AAustrian director Markus Schleinzer brings the cold to his strange new film, a stark monochrome drama set in rural southern Germany in the aftermath of the Thirty Years’ War. It’s a film that, despite its bleakness, is beautifully shot and as interesting as a thrilling TV series. It is a story of gender stereotypes, mocking the central mythological doctrine of patriarchal Christianity and depicting humanity’s self-invention through violence and concealment. The main influence is clearly Michael Haneke’s icy black-and-white film The White Ribbon from 2009, on which Schleinzer served as director. Schleinzer shares with Haneke an interest in leaving the audience with an intractable and unsolvable puzzle: a problem that cannot be linked.

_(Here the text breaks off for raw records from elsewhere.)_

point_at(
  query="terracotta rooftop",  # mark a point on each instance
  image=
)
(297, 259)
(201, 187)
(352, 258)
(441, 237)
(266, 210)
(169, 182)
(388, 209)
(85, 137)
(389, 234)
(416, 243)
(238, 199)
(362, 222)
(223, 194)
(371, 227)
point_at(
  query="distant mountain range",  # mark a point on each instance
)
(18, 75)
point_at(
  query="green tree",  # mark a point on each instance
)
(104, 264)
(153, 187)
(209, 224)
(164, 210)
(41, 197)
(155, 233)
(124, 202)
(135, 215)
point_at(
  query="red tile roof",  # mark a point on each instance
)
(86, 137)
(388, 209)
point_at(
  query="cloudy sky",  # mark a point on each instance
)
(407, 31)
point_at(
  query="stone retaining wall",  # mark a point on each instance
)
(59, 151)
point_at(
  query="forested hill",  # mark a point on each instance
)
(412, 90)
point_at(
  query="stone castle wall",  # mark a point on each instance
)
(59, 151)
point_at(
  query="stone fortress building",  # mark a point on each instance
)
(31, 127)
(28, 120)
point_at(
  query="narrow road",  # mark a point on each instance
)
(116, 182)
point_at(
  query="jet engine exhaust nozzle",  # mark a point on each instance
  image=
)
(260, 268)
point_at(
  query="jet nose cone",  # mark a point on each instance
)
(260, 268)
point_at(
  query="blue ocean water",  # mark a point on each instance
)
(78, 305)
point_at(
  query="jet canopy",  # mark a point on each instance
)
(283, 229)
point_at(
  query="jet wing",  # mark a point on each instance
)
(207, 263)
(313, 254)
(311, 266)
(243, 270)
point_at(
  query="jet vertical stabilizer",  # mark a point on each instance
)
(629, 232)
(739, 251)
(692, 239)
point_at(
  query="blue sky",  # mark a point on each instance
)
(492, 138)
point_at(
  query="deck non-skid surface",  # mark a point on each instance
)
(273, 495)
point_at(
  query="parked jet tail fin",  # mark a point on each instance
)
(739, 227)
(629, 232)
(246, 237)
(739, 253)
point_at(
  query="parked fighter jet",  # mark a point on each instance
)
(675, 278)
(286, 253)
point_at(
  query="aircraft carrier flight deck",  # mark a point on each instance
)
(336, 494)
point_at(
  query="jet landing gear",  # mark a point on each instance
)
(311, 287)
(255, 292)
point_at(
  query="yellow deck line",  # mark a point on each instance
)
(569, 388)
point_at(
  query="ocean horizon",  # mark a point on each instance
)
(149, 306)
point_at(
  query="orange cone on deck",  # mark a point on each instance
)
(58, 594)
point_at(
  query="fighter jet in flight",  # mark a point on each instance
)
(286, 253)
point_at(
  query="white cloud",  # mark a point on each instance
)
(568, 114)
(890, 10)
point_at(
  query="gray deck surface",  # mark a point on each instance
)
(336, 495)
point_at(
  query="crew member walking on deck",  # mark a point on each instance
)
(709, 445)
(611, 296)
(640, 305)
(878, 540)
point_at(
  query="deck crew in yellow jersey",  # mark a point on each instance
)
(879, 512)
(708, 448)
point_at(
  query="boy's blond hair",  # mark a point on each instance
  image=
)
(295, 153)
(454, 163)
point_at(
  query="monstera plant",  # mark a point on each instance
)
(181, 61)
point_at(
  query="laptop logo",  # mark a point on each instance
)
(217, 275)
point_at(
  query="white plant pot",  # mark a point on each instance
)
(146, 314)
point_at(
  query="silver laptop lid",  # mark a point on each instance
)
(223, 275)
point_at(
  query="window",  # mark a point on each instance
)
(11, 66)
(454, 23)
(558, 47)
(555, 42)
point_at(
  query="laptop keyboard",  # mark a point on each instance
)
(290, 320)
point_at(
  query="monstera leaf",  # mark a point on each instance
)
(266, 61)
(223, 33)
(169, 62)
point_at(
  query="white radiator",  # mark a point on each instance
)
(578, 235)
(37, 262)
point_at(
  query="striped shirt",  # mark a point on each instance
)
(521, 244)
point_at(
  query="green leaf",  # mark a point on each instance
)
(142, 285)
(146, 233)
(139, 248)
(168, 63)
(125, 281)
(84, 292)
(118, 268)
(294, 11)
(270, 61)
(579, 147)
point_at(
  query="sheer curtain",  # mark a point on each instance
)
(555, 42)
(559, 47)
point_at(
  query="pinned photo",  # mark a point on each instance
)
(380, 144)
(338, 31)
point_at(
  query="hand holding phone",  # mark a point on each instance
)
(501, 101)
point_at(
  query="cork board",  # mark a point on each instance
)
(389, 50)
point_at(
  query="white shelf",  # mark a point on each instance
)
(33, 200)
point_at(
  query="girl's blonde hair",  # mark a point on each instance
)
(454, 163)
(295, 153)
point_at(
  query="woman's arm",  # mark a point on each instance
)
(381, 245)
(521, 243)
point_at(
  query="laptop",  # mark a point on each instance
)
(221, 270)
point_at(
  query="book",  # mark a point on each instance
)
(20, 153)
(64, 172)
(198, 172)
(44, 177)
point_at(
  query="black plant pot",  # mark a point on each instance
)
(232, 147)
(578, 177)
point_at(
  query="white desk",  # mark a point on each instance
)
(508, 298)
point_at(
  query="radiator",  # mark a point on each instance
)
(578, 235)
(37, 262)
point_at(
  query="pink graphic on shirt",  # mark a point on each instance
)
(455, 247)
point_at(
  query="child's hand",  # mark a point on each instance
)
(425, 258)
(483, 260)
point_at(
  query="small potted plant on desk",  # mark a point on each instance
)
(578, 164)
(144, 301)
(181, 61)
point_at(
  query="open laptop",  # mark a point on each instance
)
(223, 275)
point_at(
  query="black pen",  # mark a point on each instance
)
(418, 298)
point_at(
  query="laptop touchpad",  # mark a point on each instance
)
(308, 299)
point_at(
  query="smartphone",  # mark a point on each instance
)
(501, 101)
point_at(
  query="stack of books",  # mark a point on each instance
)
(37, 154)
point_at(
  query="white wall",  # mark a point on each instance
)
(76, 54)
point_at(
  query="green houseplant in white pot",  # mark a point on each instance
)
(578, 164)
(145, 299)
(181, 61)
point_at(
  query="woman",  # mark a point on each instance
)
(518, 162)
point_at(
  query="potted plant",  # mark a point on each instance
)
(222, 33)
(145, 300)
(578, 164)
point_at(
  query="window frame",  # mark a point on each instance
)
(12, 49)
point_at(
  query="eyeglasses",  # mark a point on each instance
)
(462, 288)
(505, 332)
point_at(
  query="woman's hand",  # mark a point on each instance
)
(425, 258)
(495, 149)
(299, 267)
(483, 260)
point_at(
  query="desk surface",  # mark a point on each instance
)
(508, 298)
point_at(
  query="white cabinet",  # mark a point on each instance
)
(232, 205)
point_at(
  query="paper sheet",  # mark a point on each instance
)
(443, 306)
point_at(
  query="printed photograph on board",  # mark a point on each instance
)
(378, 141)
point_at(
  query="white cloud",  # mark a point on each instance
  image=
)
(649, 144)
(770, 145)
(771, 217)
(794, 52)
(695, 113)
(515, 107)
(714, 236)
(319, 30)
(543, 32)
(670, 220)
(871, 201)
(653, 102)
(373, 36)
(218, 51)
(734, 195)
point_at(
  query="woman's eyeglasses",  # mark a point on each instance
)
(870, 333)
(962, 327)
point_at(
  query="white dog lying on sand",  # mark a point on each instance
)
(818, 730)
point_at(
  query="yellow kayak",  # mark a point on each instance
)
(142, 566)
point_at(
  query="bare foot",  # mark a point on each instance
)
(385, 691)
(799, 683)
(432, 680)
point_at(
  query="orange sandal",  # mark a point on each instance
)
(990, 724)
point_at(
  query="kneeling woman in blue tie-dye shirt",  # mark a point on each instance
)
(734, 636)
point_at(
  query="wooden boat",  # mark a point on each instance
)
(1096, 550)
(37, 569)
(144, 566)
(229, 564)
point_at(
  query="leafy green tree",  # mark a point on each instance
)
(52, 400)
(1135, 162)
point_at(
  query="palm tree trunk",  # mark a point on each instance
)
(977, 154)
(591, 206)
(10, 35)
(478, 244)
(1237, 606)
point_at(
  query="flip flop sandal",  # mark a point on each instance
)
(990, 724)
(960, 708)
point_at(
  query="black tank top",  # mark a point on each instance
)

The drama effectively combines real-life cases of women pretending to be men in early modern Europe with the well-known case history of the French false pretender Martin Guerre. Sandra Holler gives a wonderful performance as Rose, a young woman who has been pretending to be a man her whole life and is a soldier in that guise. She is dressed in harsh, shapeless clothes, and has the quick, crude, economical physical movements of an old soldier; An angry scar turned her face into a worldly and suitably unfeminine grimace. She says it was the result of a bullet that she now wears around her neck with a rope, a kind of unlucky charm, a reminder of her survival.

After the war, Rose arrives in what she claims is her native village to take over the family estate of an abandoned but potentially usable farm. By telling local tales that only a true pretender could know, Rose convinces the local elders (who have clearly accepted “Rose” as her nickname) and almost immediately achieves great success on the farm through her disciplined hard work. Moreover, she wins the hearts of the locals by killing an invading bear with her military rifle.

A wealthy neighbor agrees to sell a plot of land to Rose on the condition that Rose marry his daughter Susannah (Caro Brown), a simple and promising figure in cow piety and cottage industry. But if Susanna doesn’t get pregnant, the contract becomes void, and the villagers start talking. So, with some astonishment, Rose receives unusual news from the quietly cheerful and innocent Susanna. how? Who is the father? The question was asked only twice, the first time Rose asked it directly to Susanna, who did not respond. Rose does not pursue this, perhaps assuming some banal infidelity, and in any case grateful for the miracle of a virgin birth that has enhanced her family’s growing fortune.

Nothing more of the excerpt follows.